OctopusDeploy service stops when SQL query fails in UpdateDeploymentHistory

petter · 11 December 2015 10:37

On a semi-regular basis, our Octopus 3.1.2 installation fails to execute UpdateDeploymentHistory because of the following error: “Error while executing SQL command: Timeout expired. The timeout period elapsed prior to completion of the operation or the server is not responding.”

When this happens, the service stops and doesn’t restart, even though the service is set to retry every minute indefinitely.
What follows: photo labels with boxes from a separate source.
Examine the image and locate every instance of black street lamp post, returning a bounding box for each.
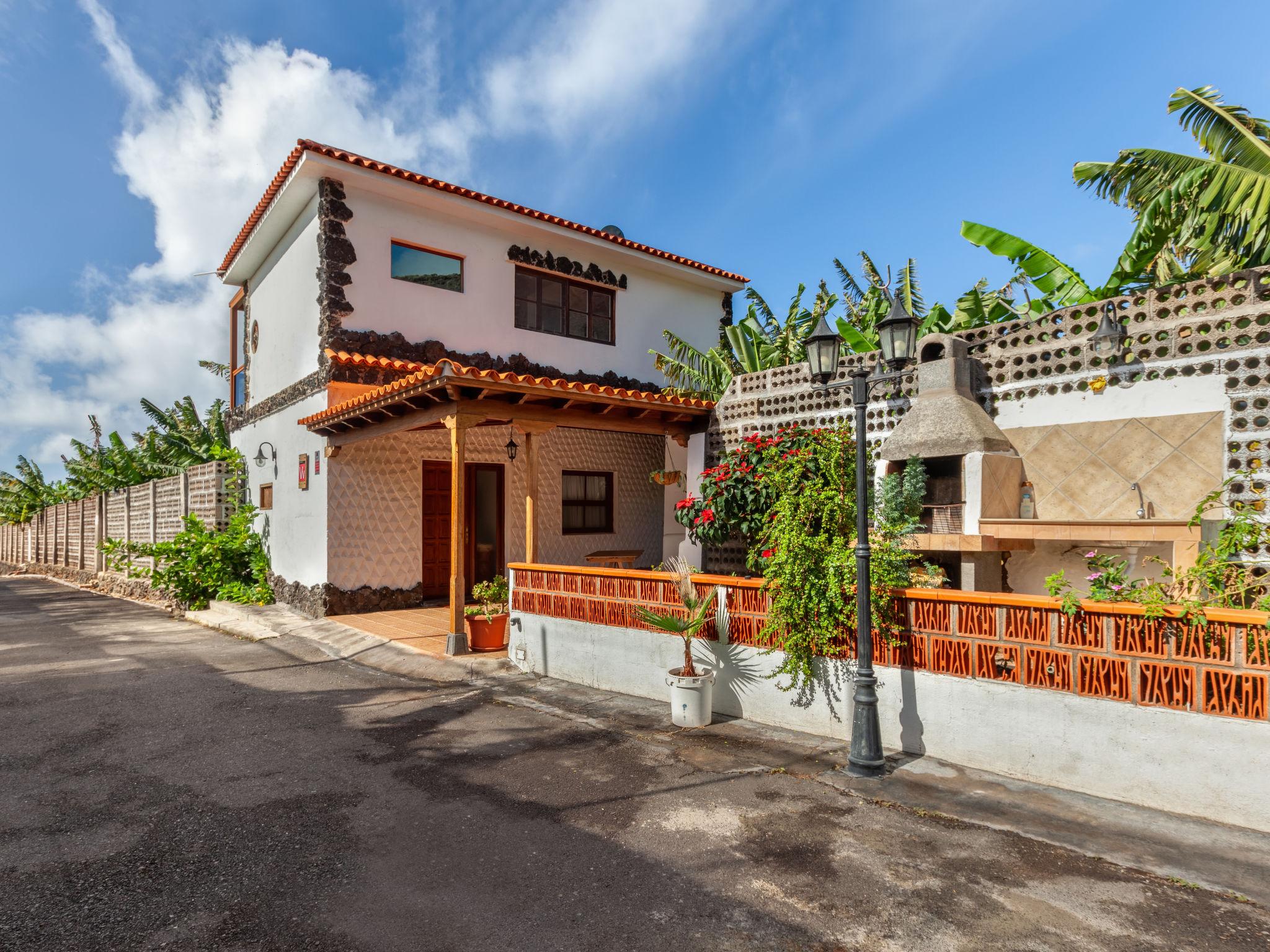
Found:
[806,298,921,777]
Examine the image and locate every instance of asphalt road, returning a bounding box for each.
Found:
[0,578,1270,952]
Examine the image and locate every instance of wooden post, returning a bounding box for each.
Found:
[93,491,110,573]
[150,480,159,570]
[445,414,475,655]
[514,420,554,562]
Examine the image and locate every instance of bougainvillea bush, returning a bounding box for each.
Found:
[674,426,827,556]
[677,428,925,695]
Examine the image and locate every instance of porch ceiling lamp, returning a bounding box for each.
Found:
[805,314,842,387]
[1090,301,1129,359]
[877,297,922,371]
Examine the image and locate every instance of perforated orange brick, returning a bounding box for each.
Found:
[912,598,951,635]
[1076,654,1132,700]
[928,635,972,678]
[890,632,926,669]
[974,641,1023,684]
[1204,668,1266,721]
[1111,614,1167,658]
[1001,608,1054,645]
[1057,612,1106,651]
[1024,646,1072,690]
[1138,661,1195,711]
[1243,625,1270,668]
[1173,622,1235,664]
[956,602,997,638]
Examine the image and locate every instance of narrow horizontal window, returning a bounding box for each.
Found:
[393,241,464,293]
[513,268,613,344]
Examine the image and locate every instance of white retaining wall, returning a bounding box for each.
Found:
[508,612,1270,831]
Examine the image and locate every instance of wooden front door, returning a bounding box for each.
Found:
[420,459,450,598]
[464,464,504,591]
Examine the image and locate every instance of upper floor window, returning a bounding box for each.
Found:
[230,289,246,406]
[515,268,615,344]
[393,241,464,293]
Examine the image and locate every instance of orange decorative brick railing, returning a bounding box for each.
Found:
[508,563,1270,721]
[508,562,728,641]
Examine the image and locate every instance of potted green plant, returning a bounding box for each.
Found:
[464,575,507,651]
[637,557,716,728]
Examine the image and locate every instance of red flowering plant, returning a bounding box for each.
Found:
[674,426,828,566]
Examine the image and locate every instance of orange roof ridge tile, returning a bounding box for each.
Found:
[297,348,714,426]
[220,138,749,283]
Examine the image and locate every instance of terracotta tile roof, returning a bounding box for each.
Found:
[297,350,714,426]
[220,138,749,283]
[326,348,427,373]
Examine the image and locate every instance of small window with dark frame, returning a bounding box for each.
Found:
[393,241,464,294]
[515,268,615,344]
[560,470,613,536]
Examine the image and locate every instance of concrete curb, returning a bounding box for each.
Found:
[185,602,515,682]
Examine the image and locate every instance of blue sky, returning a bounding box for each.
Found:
[0,0,1270,474]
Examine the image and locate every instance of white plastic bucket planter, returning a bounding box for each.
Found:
[665,668,715,728]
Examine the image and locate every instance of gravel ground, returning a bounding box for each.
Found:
[0,578,1270,951]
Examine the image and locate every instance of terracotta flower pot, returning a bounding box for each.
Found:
[468,612,507,651]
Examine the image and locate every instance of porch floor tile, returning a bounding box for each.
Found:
[329,606,507,658]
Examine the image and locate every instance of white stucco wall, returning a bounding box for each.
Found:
[247,196,320,403]
[327,426,664,589]
[995,373,1228,430]
[337,179,722,381]
[508,612,1270,831]
[231,391,332,585]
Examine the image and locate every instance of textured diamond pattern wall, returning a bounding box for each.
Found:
[326,426,664,589]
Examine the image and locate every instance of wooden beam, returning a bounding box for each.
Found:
[320,403,455,447]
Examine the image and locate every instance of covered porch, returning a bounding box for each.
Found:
[300,353,713,654]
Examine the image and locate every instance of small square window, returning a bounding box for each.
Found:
[560,470,613,536]
[393,241,464,293]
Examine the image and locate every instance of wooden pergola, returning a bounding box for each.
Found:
[298,350,714,654]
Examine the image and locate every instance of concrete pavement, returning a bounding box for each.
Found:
[7,578,1270,950]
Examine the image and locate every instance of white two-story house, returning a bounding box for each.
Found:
[221,141,745,650]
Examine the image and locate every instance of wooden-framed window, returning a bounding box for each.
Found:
[391,240,464,294]
[514,268,617,344]
[230,288,246,406]
[560,470,613,536]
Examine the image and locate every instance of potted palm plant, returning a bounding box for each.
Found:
[464,575,507,651]
[639,557,715,728]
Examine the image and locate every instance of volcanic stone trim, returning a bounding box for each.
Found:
[224,367,330,433]
[269,573,424,618]
[507,245,626,291]
[318,179,357,366]
[329,330,662,394]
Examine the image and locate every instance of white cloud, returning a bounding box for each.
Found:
[0,0,732,471]
[485,0,740,138]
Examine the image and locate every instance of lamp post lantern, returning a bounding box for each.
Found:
[1090,301,1129,361]
[806,298,921,777]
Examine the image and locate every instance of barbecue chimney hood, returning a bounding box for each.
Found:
[881,334,1013,461]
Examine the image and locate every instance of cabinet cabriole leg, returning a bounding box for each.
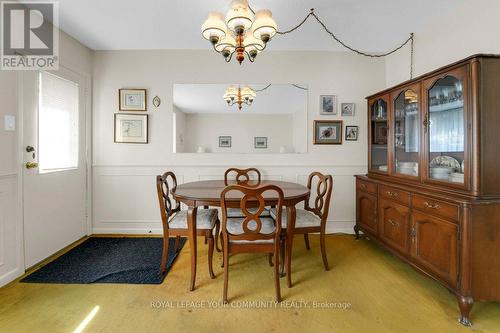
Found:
[457,295,474,327]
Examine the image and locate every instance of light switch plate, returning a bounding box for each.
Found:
[3,115,16,132]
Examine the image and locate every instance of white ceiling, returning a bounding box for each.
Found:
[54,0,465,52]
[174,84,307,114]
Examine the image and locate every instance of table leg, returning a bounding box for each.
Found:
[285,206,297,288]
[187,206,198,291]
Here’s the full stack trace:

2015-12-11 02:38:20.9936 13 ERROR Error when running scheduled task: UpdateDeploymentHistory
System.Exception: Error while executing SQL command: Timeout expired. The timeout period elapsed prior to completion of the operation or the server is not responding.
The command being executed was:
UpdateDeploymentHistory —> System.Data.SqlClient.SqlException: Timeout expired. The timeout period elapsed prior to completion of the operation or the server is not responding. —> System.ComponentModel.Win32Exception: The wait operation timed out
— End of inner exception stack trace —
at System.Data.SqlClient.SqlConnection.OnError(SqlException exception, Boolean breakConnection, Action1 wrapCloseInAction) at System.Data.SqlClient.TdsParser.ThrowExceptionAndWarning(TdsParserStateObject stateObj, Boolean callerHasConnectionLock, Boolean asyncClose) at System.Data.SqlClient.TdsParser.TryRun(RunBehavior runBehavior, SqlCommand cmdHandler, SqlDataReader dataStream, BulkCopySimpleResultSet bulkCopyHandler, TdsParserStateObject stateObj, Boolean& dataReady) at System.Data.SqlClient.SqlDataReader.TryConsumeMetaData() at System.Data.SqlClient.SqlDataReader.get_MetaData() at System.Data.SqlClient.SqlCommand.FinishExecuteReader(SqlDataReader ds, RunBehavior runBehavior, String resetOptionsString) at System.Data.SqlClient.SqlCommand.RunExecuteReaderTds(CommandBehavior cmdBehavior, RunBehavior runBehavior, Boolean returnStream, Boolean async, Int32 timeout, Task& task, Boolean asyncWrite, SqlDataReader ds) at System.Data.SqlClient.SqlCommand.RunExecuteReader(CommandBehavior cmdBehavior, RunBehavior runBehavior, Boolean returnStream, String method, TaskCompletionSource1 completion, Int32 timeout, Task& task, Boolean asyncWrite)
at System.Data.SqlClient.SqlCommand.RunExecuteReader(CommandBehavior cmdBehavior, RunBehavior runBehavior, Boolean returnStream, String method)
at System.Data.SqlClient.SqlCommand.ExecuteScalar()
at Octopus.Core.RelationalStorage.TransientFaultHandling.IDbCommandExtensions.<>c__DisplayClass11_0.b__0() in Y:\work\refs\tags\3.1.2\source\Octopus.Core\RelationalStorage\TransientFaultHandling\IDbCommandExtensions.cs:line 119
at Octopus.Shared.TransientFaultHandling.RetryPolicy.ExecuteAction[TResult](Func`1 func) in Y:\work\refs\tags\3.1.2\source\Octopus.Shared\TransientFaultHandling\RetryPolicy.cs:line 215
at Octopus.Core.RelationalStorage.RelationalTransaction.ExecuteScalar[T](String query, CommandParameters args) in Y:\work\refs\tags\3.1.2\source\Octopus.Core\RelationalStorage\RelationalTransaction.cs:line 355
— End of inner exception stack trace —
at Octopus.Core.RelationalStorage.RelationalTransaction.ExecuteScalar[T](String query, CommandParameters args) in Y:\work\refs\tags\3.1.2\source\Octopus.Core\RelationalStorage\RelationalTransaction.cs:line 362
at Octopus.Server.Schedules.UpdateDeploymentHistory.Trigger() in Y:\work\refs\tags\3.1.2\source\Octopus.Server\Schedules\UpdateDeploymentHistory.cs:line 34
at Octopus.Server.Schedules.Scheduler.RunTask(IRunOnASchedule task) in Y:\work\refs\tags\3.1.2\source\Octopus.Server\Schedules\Scheduler.cs:line 125

Damian_Brady · 14 December 2015 03:34

Hi Petter,

Thanks for getting in touch!

There is a stored procedure in the database that populates a DeploymentHistory table. Every 30 seconds, it updates the table with new information, but every 4 hours, it will do a full refresh to update any changes that have occurred with older records.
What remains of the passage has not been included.